Genre: epic fantasy
The people of Hallandren’s Gods, like Lightsong, are regular humans who died in a heroic way and was brought back to life using magic. No matter how hard Lightsong tries, he can’t remember his death or past life, as is the same with all gods, and he questions the belief people hold of him. After all, the thought of him being the god of bravery proves something’s gone wrong.
The God King, Susebron, are to marry one of the princesses Vivieanna or Siri of Idris. Vivienna has been trained for court and this fate her whole life, but her father the king considers her too valuable to let go. With that decision war would be on them, and so he sends his younger, more unruly daughter Siri instead.
Vasher is an immortal and exactly what he’s planning no one knows. His bloodthirsty, talking sword Nightblood are by his side and so are thousands of Breaths. Magic is colorful in this world and it comes in the form of breaths. Every person carry one Breath each and if one buys or gathers enough, few things become impossible.
I really enjoyed this book. It has a lot of elements I have missed in fantasy, like the quality of the interesting political intrigues. Not to forget the fantastic world-building, twists and mysteries that makes you constantly question the gods’ place and how this world actually works. Sanderson’s one of the best at playing around with gods and belief-systems, and this is a perfect example of that. Theology is a corner stone in the development of characters and the story, without overlessing you with facts or becoming too complex to follow for regular readers.

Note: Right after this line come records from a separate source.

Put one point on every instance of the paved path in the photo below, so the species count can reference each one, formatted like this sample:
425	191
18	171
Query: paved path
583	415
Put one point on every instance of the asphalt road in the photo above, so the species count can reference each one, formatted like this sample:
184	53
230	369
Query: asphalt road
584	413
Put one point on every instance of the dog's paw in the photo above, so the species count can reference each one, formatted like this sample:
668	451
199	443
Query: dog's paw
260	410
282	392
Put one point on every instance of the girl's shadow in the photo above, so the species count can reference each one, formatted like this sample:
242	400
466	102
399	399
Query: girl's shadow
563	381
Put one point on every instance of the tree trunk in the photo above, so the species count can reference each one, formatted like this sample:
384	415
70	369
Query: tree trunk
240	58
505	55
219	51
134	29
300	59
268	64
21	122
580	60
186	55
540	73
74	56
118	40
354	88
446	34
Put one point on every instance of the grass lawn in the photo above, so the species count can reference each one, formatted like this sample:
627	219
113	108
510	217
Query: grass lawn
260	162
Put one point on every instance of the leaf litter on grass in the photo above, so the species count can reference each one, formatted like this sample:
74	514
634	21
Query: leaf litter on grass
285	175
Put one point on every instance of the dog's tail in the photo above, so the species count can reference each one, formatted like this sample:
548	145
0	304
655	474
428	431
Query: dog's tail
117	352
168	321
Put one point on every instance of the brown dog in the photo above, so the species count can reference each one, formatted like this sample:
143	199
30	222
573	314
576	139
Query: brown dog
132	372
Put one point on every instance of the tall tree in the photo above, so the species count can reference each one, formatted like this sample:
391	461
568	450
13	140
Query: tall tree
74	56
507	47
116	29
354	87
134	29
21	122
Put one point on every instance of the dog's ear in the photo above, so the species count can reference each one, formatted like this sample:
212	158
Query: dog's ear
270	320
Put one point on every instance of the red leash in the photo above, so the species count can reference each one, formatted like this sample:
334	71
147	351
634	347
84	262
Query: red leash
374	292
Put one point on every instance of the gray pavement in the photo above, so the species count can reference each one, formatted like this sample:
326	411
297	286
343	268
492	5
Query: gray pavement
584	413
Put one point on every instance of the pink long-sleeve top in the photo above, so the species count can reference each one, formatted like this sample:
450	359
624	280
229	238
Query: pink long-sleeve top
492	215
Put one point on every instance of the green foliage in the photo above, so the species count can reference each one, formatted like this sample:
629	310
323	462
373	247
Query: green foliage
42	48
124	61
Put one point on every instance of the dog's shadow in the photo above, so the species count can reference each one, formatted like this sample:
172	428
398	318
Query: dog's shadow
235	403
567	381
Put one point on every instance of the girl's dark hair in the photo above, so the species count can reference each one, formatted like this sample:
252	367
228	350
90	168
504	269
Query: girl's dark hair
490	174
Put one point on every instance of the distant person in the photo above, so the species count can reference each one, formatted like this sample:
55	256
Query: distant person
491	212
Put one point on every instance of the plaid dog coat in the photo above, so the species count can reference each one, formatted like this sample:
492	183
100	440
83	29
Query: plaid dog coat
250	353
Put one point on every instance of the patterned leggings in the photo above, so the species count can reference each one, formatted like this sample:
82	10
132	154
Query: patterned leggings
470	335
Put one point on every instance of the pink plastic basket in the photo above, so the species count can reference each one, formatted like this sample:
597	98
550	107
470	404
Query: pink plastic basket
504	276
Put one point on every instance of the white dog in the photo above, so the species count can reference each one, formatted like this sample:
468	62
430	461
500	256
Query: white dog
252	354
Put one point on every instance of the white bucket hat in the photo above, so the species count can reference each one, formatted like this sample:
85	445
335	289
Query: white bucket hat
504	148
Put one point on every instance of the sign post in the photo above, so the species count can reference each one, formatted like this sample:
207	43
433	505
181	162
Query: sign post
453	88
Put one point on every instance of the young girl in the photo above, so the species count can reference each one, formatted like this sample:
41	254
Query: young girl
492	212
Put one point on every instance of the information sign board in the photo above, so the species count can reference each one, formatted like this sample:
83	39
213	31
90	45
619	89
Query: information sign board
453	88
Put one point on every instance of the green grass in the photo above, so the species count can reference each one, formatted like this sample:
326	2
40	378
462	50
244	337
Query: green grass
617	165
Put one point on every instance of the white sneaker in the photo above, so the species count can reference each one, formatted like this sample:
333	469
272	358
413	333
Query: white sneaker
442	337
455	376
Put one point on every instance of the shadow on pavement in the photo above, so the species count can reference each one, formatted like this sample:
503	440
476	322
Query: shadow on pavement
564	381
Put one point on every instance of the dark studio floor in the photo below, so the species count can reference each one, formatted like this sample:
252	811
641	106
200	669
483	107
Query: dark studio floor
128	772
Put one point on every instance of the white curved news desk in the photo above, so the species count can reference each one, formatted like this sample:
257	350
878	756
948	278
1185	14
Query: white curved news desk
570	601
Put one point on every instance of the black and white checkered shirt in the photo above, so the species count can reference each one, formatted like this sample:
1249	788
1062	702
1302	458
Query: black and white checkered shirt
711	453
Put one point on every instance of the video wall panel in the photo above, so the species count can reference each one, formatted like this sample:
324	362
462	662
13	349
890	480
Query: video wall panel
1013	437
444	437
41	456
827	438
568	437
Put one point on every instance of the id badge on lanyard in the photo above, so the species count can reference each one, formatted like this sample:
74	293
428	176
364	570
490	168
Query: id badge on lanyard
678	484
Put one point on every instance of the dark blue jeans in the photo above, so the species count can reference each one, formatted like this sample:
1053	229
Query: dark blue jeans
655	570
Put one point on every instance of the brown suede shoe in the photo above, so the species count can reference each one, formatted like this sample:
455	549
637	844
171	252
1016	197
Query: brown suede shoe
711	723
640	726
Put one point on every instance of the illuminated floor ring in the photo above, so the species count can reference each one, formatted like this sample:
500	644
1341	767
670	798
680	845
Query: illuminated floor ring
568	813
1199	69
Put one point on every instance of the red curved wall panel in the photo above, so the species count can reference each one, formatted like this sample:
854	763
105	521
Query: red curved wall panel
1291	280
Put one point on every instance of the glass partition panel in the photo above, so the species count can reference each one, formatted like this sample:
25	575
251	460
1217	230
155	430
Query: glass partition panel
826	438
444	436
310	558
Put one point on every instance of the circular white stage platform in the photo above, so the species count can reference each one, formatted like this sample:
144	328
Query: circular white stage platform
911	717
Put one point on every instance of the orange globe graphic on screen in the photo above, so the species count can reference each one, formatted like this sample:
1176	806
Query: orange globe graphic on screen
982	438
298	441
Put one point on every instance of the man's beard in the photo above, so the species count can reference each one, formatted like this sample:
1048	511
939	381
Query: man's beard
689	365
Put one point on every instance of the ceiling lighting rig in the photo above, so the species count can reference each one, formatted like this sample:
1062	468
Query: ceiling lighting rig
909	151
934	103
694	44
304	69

There’s five (i believe) different points of view and Siri is telling the story a lot in the beginning, as she’s beginning her journey. I didn’t like Siri or her sister Vivenna as much as I would’ve liked, but I still cared enough to worry about them. Siri is a strong, if young and inexperienced, main character and it’s not her fault she’s thrown into this new country without preparation. Or maybe a little, since she quickly realizes she should’ve paid attention in her classes. Vivienna on the other hand is a leader, but perhaps in over her head. They’re both faulty people, and the book shows that well.
Vasher’s point of view was interesting, but there’s so much mystery surrounding him it can get a bit overwhelming. His sword Nightblood has to be my favourite magical object and it’s worth reading the book just for its sarcastic witty comments and fights.

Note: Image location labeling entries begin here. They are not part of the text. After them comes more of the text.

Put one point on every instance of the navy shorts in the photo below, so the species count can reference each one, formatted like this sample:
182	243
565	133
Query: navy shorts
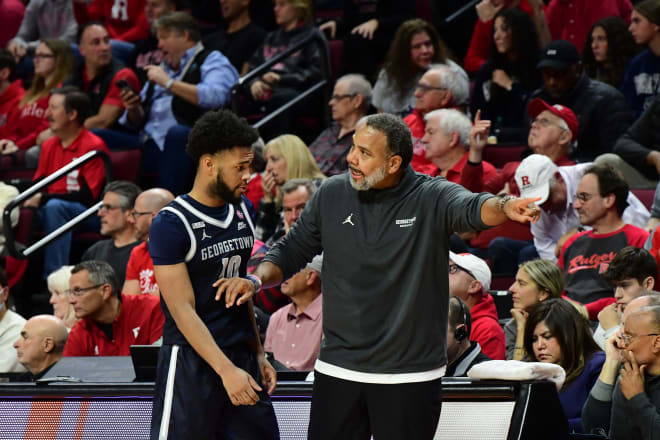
190	401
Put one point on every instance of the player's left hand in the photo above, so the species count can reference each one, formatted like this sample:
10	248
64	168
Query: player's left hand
268	374
522	210
233	288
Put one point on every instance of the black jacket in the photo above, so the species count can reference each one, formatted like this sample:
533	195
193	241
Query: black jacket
640	139
602	111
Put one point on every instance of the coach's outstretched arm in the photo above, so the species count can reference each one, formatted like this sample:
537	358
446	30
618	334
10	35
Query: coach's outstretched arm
497	210
268	273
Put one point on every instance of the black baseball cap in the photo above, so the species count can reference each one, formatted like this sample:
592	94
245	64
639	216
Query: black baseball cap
559	55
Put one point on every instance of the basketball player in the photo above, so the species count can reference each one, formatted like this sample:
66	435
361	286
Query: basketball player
213	380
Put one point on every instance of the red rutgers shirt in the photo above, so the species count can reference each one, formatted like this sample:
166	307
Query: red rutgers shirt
585	256
140	322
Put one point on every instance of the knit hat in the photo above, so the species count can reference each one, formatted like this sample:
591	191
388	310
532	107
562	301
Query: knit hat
649	9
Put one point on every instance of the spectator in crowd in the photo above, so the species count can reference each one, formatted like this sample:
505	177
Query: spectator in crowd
632	272
240	38
44	19
295	331
536	281
414	48
552	134
557	333
110	322
504	82
125	21
349	103
285	80
11	15
140	277
469	280
11	324
442	86
446	143
295	195
482	34
600	200
637	152
462	352
40	345
118	223
98	75
624	401
11	90
71	195
366	29
146	51
53	62
58	286
557	186
191	80
572	21
602	110
640	83
287	157
608	50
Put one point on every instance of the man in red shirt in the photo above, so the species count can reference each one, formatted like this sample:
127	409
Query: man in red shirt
140	268
109	321
98	76
69	196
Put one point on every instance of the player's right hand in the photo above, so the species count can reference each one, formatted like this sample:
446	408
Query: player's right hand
232	288
241	387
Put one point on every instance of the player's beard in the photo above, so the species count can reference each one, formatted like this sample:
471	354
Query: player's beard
220	189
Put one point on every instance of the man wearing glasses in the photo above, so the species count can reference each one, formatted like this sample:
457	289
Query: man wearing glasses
469	280
110	322
627	408
118	223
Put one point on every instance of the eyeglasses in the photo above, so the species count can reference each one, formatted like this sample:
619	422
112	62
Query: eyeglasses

I completely fell in love with Lightsong and his place in the story. He’s a minor god of bravery and automatically controls parts of the troops, even if he jokes about giving the responsibility away. No Lightsong on board = no war. He’s tried to stay out of the political intrigues and works hard to convince himself and everyone else he’s useless. The reason I love him is how he thinks about how lazy he is and unfit for the job, while sneaking around trying to find answers. That’s devotion. I mean;
“Have you no thoughts on the matter?“ Blushweaver finally asked.

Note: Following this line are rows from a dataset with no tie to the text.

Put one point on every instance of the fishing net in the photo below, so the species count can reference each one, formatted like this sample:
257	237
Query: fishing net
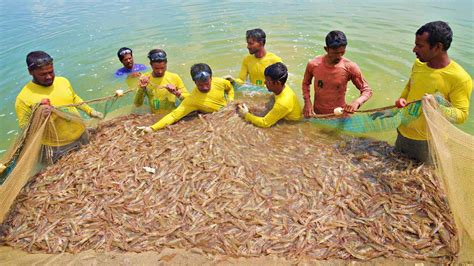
368	167
452	151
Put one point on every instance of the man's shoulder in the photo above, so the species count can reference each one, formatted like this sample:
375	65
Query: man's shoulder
459	71
221	81
138	67
273	56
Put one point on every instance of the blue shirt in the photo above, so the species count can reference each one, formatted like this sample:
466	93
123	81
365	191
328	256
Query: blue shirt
125	71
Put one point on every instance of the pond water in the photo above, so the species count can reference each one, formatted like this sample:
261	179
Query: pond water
83	38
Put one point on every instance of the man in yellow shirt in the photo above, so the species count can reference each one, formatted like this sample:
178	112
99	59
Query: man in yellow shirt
433	72
286	104
160	86
63	135
208	96
257	61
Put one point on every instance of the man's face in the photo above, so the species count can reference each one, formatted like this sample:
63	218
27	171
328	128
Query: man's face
127	61
334	55
253	46
422	48
203	86
159	68
270	84
44	75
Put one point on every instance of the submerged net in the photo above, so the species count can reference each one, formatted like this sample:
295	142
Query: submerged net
218	184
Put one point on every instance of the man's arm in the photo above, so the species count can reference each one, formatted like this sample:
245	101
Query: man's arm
23	113
278	112
229	89
459	97
243	73
361	84
306	89
181	111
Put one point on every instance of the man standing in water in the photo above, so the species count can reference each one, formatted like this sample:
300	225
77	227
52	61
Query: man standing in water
208	96
163	88
257	61
331	73
45	88
130	70
432	72
286	104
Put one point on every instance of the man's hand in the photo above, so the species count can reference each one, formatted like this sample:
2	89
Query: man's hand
351	108
98	115
46	107
383	114
242	109
144	80
145	129
173	90
308	111
135	74
430	99
229	78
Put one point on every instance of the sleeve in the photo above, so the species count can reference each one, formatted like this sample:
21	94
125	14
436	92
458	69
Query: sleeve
361	84
181	87
459	98
139	97
23	112
76	99
306	84
181	111
243	73
278	112
229	89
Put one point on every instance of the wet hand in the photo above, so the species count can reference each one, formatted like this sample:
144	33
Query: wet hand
135	74
143	82
145	129
242	109
429	99
98	115
351	108
229	78
308	111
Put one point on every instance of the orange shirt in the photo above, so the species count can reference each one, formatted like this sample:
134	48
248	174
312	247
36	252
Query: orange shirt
330	84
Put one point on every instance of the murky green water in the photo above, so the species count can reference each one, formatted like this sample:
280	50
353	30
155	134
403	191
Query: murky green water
83	38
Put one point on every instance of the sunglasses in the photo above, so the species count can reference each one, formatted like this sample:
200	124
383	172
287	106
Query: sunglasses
124	52
43	61
158	56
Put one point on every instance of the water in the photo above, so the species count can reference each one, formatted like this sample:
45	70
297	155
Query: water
83	38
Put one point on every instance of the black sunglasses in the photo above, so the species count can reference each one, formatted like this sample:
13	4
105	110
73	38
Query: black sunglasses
158	56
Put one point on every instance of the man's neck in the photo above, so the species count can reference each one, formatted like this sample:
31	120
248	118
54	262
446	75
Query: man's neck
440	61
279	90
261	53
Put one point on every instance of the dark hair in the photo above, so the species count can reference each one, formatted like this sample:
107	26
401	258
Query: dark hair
256	34
277	72
201	72
439	31
157	55
123	51
336	39
38	59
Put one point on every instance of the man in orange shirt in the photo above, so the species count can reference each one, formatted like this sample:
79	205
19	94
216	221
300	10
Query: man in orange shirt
331	73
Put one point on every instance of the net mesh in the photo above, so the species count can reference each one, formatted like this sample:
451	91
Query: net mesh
452	149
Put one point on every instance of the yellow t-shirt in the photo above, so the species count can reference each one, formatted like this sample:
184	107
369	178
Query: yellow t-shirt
208	102
255	68
453	82
158	97
286	107
62	131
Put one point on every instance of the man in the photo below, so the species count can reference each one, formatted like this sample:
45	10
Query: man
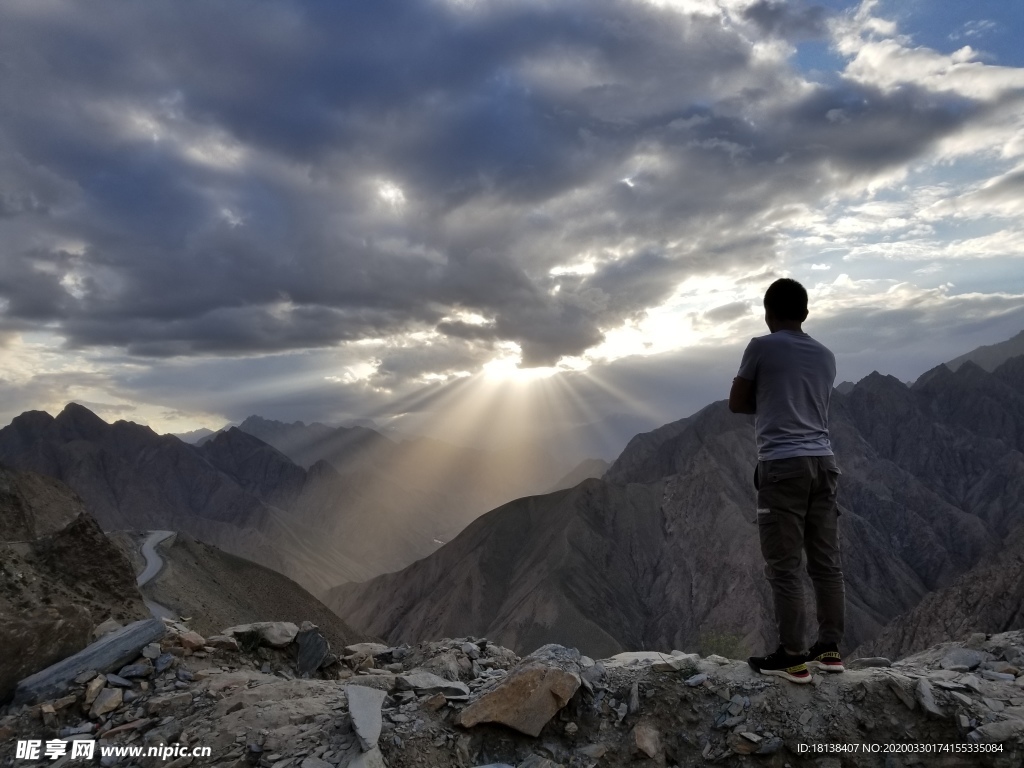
785	380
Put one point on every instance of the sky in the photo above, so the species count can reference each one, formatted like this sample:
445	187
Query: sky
561	211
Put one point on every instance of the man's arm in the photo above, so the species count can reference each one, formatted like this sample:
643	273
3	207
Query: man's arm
741	398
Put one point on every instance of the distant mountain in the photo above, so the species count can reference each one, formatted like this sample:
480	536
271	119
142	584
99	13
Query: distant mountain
991	356
233	492
660	553
220	590
308	443
587	469
448	485
195	436
59	577
360	506
987	598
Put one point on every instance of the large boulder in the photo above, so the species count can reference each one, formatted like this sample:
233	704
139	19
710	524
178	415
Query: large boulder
110	652
274	634
530	694
38	638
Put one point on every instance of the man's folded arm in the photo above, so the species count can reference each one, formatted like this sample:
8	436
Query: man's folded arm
741	396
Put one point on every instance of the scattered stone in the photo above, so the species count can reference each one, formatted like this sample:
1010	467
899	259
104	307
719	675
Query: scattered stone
647	739
85	677
899	684
108	700
192	641
137	670
770	745
313	649
926	698
868	663
105	628
427	683
634	704
370	649
536	761
272	634
371	759
222	642
111	651
741	745
152	651
993	705
93	688
365	709
963	657
1000	676
997	732
530	694
118	681
161	706
435	701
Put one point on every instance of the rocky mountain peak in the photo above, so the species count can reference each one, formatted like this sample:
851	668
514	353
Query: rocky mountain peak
81	422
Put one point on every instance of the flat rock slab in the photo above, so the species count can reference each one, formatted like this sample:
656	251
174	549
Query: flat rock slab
274	634
530	694
536	761
369	648
111	651
371	759
365	709
964	657
868	663
108	700
656	660
428	683
313	649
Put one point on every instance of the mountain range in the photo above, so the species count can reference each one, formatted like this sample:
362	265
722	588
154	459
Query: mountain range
352	504
656	551
662	553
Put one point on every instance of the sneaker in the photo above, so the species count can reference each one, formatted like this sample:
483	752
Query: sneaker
781	665
825	656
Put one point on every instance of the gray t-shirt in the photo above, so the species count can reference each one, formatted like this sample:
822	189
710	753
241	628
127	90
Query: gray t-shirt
794	377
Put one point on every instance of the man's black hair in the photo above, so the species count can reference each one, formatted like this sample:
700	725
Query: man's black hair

“I try to avoid having thoughts. They lead to other thoughts, and-if you’re not careful-those lead to actions. Actions make you tired. I have this on rather good authority from someone who once read it in a book.”
Blushweaver sighed. “You avoid thinking, you avoid me, you avoid effort… is there anything you don’t avoid?”
I didn’t like Warbreaker as much as the Mistborn series, I just prefer those characters and magic-system, but it’s absoloutly worth a read or three. It’s a good place to start with Brandon Sanderson’s books since it’s only one book (for now) with a complete story, where many others are series. Warbreaker had a perfect balance of humour, focus on characters and solving the mysteries of the plot!
– favourite quotes –
“I swear, my dear. Sometimes our conversations remind me of a broken sword.”
She raised an eyebrow.
“Sharp as hell,” Lightsong said, “but lacking a point.”
“Lightsong had never bothered to learn the rules.
He found it more amusing to play when he had no idea what he was doing.”
“So much evil, Nightblood said, like a woman tisking as she cleaned cobwebs from her ceiling.”